I only wish I could keep her on pasture full-time, but I can't. The Paddocks with shelters are full of off-season racehorses, most of whom are studs, so it wouldn't work out!
I just don't want anyone to think I want to like "work her". I just want to form a trusting relationship with her and avoid turning situations into a fight.


----------



## Gidji (Dec 19, 2008)

Good luck with your filly. I hope you have heaps of fun training her and building a relationship with her.


----------



## Spirithorse (Jun 21, 2007)

I actually think it would be a good idea to do work with her like discussed and then allow her to have time out in the pasture with other horses so she can grow up. Take the best of both worlds- training and letting her be.


----------



## mom2pride (May 5, 2009)

With babies, I do like to get them used to handling, so things are easily done with them; but I also like alot of turnout. As long as you get a solid foundation of ground work done on her (haltering, leading, handling feet, etc), the rest will be easy later on.


----------



## Spirithorse (Jun 21, 2007)

^^ I agree


----------



## equus717 (Aug 20, 2009)

i agree that you need to build a bond with this weanling. i have 2 foals and they are as differnt as night and day. my stud colt is very personable wants to be with me and my filly is a little more standoffish i think this is because she cut her leg up real bad at a week old and then i had to call the vets out to put her to sleep so that they could sew it up. it healed nicely but because of that first type of handling i am having to start over with her. but caddo is helping alot because when he comes up she comes up so i pet them both. caddo will already let me pick up his four feet. caddo was halter broke at a week old but i took his halter off because it was too small but i can put my hands all over him even between his legs. i do that so that if a branch gets caught between his back legs he will not panick and stand there until i can get it out from underneath him. maggie is learning to accept me again because of caddo. i take it very slow and only work on a lesson for about 5 minutes at a time because their attention span is not long as well. many times though i go out and watch them in the field at play and see how they interact with each other then i try to mimic that as well.my best advice though is to take it slow.


----------



## jillybean1 (Oct 12, 2009)

well first of all u got to think how am i going to catch her with out freakin her and forcing her. i just got a weanling and the owner could never catch him he knows nothin

its called clicker training u see u can not lundge him if he is naughty u want her to like u see u and nicker, walk in the paddock and sit there with her feed bucket she will come over is she feels right give her time. and bout getting her use to u well first thing u want her to beable to halter and want to not forced thats when clicker comes in let her sniff the halter dont hide it the when she does give her a treat soo she thinks "wow if i touch the rope thing i get food" so eventully she will be like " ow her is my play mate i hope she has that rope thing so i can have a treat" my little fella now comes runing to the halter. then when she come friendly to u play friendly games this is were parelli comes in handy get the end of ur rope and throw it over her show her is alright any way thats how i would do it hope i helped.


----------



## kevinshorses (Aug 15, 2009)

jillybean1 said:


> well first of all u got to think how am i going to catch her with out freakin her and forcing her. i just got a weanling and the owner could never catch him he knows nothin
> 
> its called clicker training u see u can not lundge him if he is naughty u want her to like u see u and nicker, walk in the paddock and sit there with her feed bucket she will come over is she feels right give her time. and bout getting her use to u well first thing u want her to beable to halter and want to not forced thats when clicker comes in let her sniff the halter dont hide it the when she does give her a treat soo she thinks "wow if i touch the rope thing i get food" so eventully she will be like " ow her is my play mate i hope she has that rope thing so i can have a treat" my little fella now comes runing to the halter. then when she come friendly to u play friendly games this is were parelli comes in handy get the end of ur rope and throw it over her show her is alright any way thats how i would do it hope i helped.
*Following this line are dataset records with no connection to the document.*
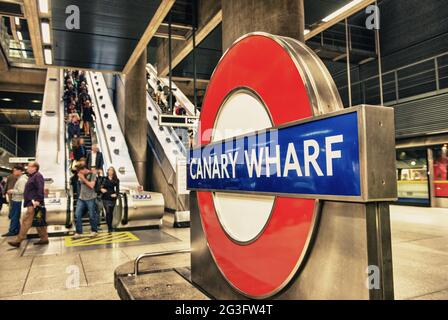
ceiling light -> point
(48, 56)
(348, 6)
(46, 38)
(43, 6)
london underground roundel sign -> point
(259, 240)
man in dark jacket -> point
(33, 197)
(95, 159)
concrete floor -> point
(48, 273)
(420, 253)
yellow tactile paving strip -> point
(101, 238)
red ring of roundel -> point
(264, 266)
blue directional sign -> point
(311, 159)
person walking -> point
(86, 199)
(33, 197)
(15, 202)
(95, 159)
(110, 189)
(87, 117)
(79, 149)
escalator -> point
(135, 208)
(168, 152)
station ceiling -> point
(19, 109)
(109, 32)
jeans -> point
(16, 210)
(109, 205)
(80, 207)
(27, 222)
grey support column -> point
(279, 17)
(136, 124)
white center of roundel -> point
(242, 216)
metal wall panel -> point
(422, 117)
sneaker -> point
(9, 234)
(14, 244)
(42, 243)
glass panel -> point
(440, 154)
(412, 176)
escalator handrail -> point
(171, 131)
(100, 120)
(125, 218)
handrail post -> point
(155, 254)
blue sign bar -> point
(316, 158)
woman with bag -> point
(110, 189)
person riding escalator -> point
(110, 189)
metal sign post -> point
(289, 193)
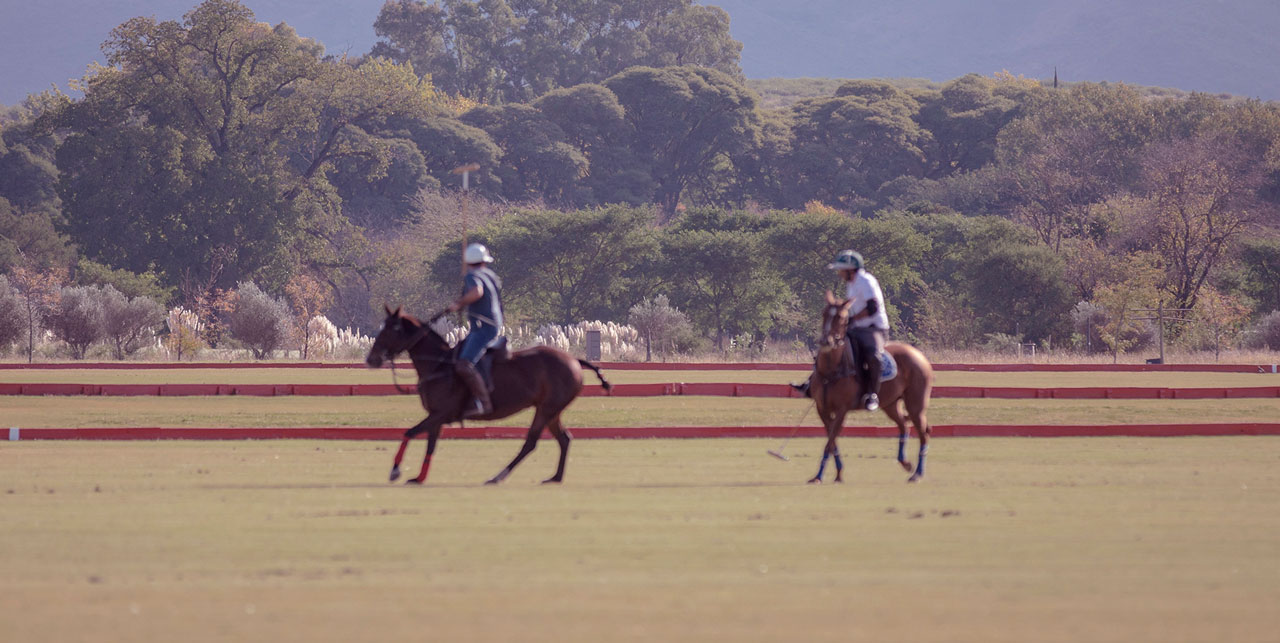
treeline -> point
(622, 156)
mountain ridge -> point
(1217, 46)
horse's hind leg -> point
(563, 438)
(895, 413)
(535, 429)
(922, 429)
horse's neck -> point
(426, 356)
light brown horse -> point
(543, 378)
(836, 390)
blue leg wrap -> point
(823, 465)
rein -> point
(421, 333)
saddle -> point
(888, 366)
(498, 351)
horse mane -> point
(430, 332)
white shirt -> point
(864, 288)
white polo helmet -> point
(476, 254)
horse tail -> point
(597, 369)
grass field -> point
(602, 411)
(1008, 539)
(950, 378)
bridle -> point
(828, 327)
(419, 334)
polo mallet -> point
(796, 429)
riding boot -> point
(803, 388)
(470, 377)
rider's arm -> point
(467, 299)
(872, 308)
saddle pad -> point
(888, 368)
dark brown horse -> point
(543, 378)
(836, 390)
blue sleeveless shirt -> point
(488, 308)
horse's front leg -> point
(432, 425)
(833, 424)
(895, 414)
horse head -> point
(835, 320)
(401, 332)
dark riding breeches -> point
(868, 342)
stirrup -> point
(871, 401)
(476, 409)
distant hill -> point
(1219, 46)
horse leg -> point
(562, 438)
(895, 413)
(432, 425)
(922, 429)
(433, 436)
(833, 425)
(535, 429)
(400, 454)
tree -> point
(720, 278)
(218, 135)
(77, 318)
(846, 146)
(128, 323)
(39, 292)
(1139, 288)
(184, 334)
(685, 119)
(656, 318)
(131, 284)
(536, 162)
(10, 314)
(965, 118)
(498, 51)
(594, 123)
(1217, 320)
(1069, 150)
(803, 244)
(447, 142)
(1261, 267)
(1020, 290)
(259, 320)
(566, 267)
(27, 236)
(1200, 197)
(307, 297)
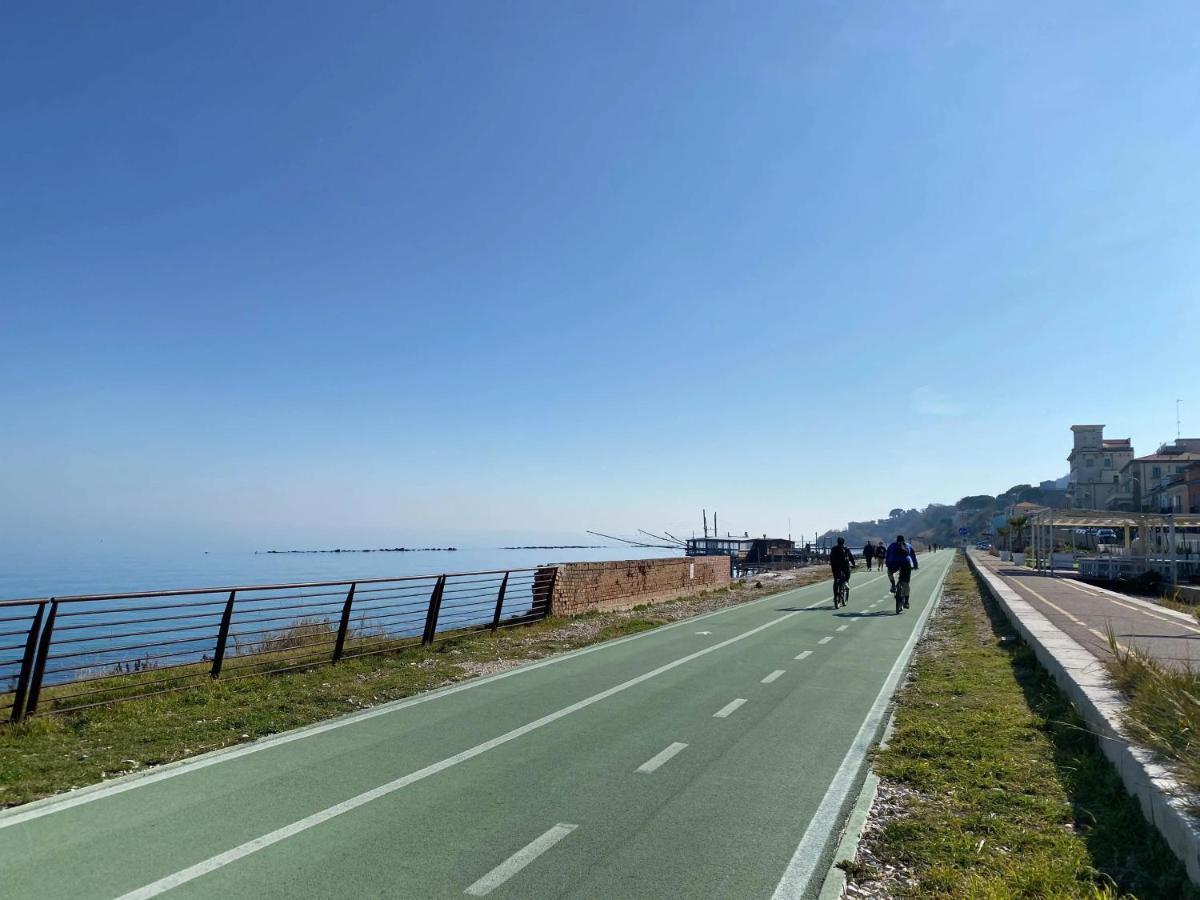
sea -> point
(91, 571)
(103, 636)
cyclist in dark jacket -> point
(901, 559)
(841, 561)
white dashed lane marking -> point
(724, 712)
(657, 761)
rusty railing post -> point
(27, 666)
(550, 592)
(499, 603)
(345, 623)
(43, 651)
(222, 636)
(431, 618)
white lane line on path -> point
(724, 712)
(803, 865)
(143, 779)
(519, 861)
(657, 761)
(252, 846)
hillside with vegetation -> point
(940, 523)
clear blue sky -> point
(329, 271)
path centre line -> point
(1150, 607)
(520, 859)
(37, 809)
(724, 712)
(252, 846)
(1073, 618)
(1135, 609)
(659, 759)
(803, 865)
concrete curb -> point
(1086, 683)
(834, 886)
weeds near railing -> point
(1163, 713)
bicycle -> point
(901, 594)
(840, 592)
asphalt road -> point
(714, 757)
(1089, 613)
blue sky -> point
(294, 271)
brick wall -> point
(583, 587)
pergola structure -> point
(1155, 529)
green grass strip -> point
(1011, 796)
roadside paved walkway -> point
(1087, 613)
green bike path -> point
(625, 769)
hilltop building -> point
(1096, 465)
(1164, 481)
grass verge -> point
(993, 785)
(47, 755)
(1163, 711)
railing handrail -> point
(195, 592)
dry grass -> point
(1163, 713)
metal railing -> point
(70, 653)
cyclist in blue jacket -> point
(903, 559)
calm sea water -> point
(97, 573)
(100, 636)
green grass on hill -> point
(1011, 796)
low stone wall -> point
(621, 585)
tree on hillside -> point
(978, 501)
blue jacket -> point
(900, 555)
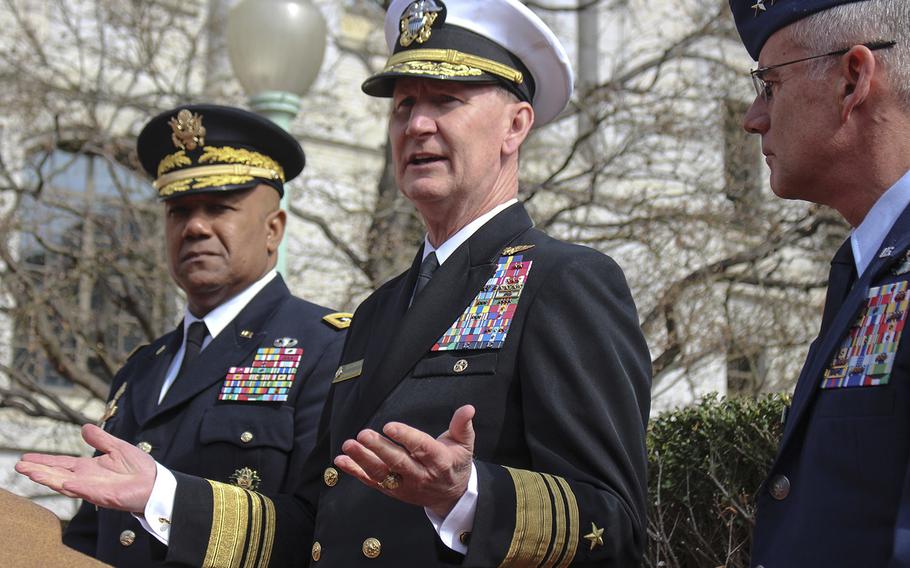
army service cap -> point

Could you try this post again with some punctuation and spelling? I could only read the first two lines before I got a headache. If you want to be taken seriously then you should write like an adult.


----------



## TroubledTB (Jun 26, 2009)

Thank you kevinshorses for advocating letting them be a horse, "so it can be a horse" was my response when I got to the end of page 1. Then I saw that you had it handled on the next post, but beyond that, as far as going into the middle of the pasture and bringing that big bucket of grain, good luck, they don't even know what grain is, or carrots, or apples, they just know grass so good luck using food as bribery. This almost is better for your relationship though because you will go out there and she may not want your company at first, but once she does you know its because you earned her trust, not her stomach. Treats are wonderful, don't think my horse didn't figure out what they were eventually, but babies that age can really bust your chops. I can't tell you how many times I chased circles around the pasture just trying to be my horses new best friend, and when I say chased it doesn't mean she exerted herself, she was always just out of reach and trotting away ten steps to far. Eventually she would get tired and usually decide to lay down at some point and I would get my chance to finally snuggle and bond. Sometimes I would watch the pasture all day for her to take a nap so I could sneak in and hold her. That eventually won her over and I was able to catch her more regularly. 

As far as leading goes, make sure you try to get some knowledgeable help with this, it is usually best done with one person holding the halter and another with a lead rope around their butt. You have to make sure to establish that she can't break away but other than that don't use the halter to pull her around. Instead have the friend with the butt rope encourage her to follow you when you walk so she learns to be lead not pulled. Young horses that age can throw some pretty big fits, and pull rearing jumping stunts during this process so whatever you do, don't let her get away during this, she is still small enough to think you are really strong and they never really wise up as they grow up and realise they can overpower you later.


----------



## Alicia (Mar 21, 2009)

I agree with handling her a lot and to also offset that with letting her be a horse and putting her out to pasture for a bit. I think I would do something like working with her for a couple of days (short stints since her attention span will be pretty short) then let her be with other horses for a week or so, to give her mind a break.
Another thing would be to have other people handle her as well, so that she doesn't become a one person horse. Good luck and enjoy this experience.


----------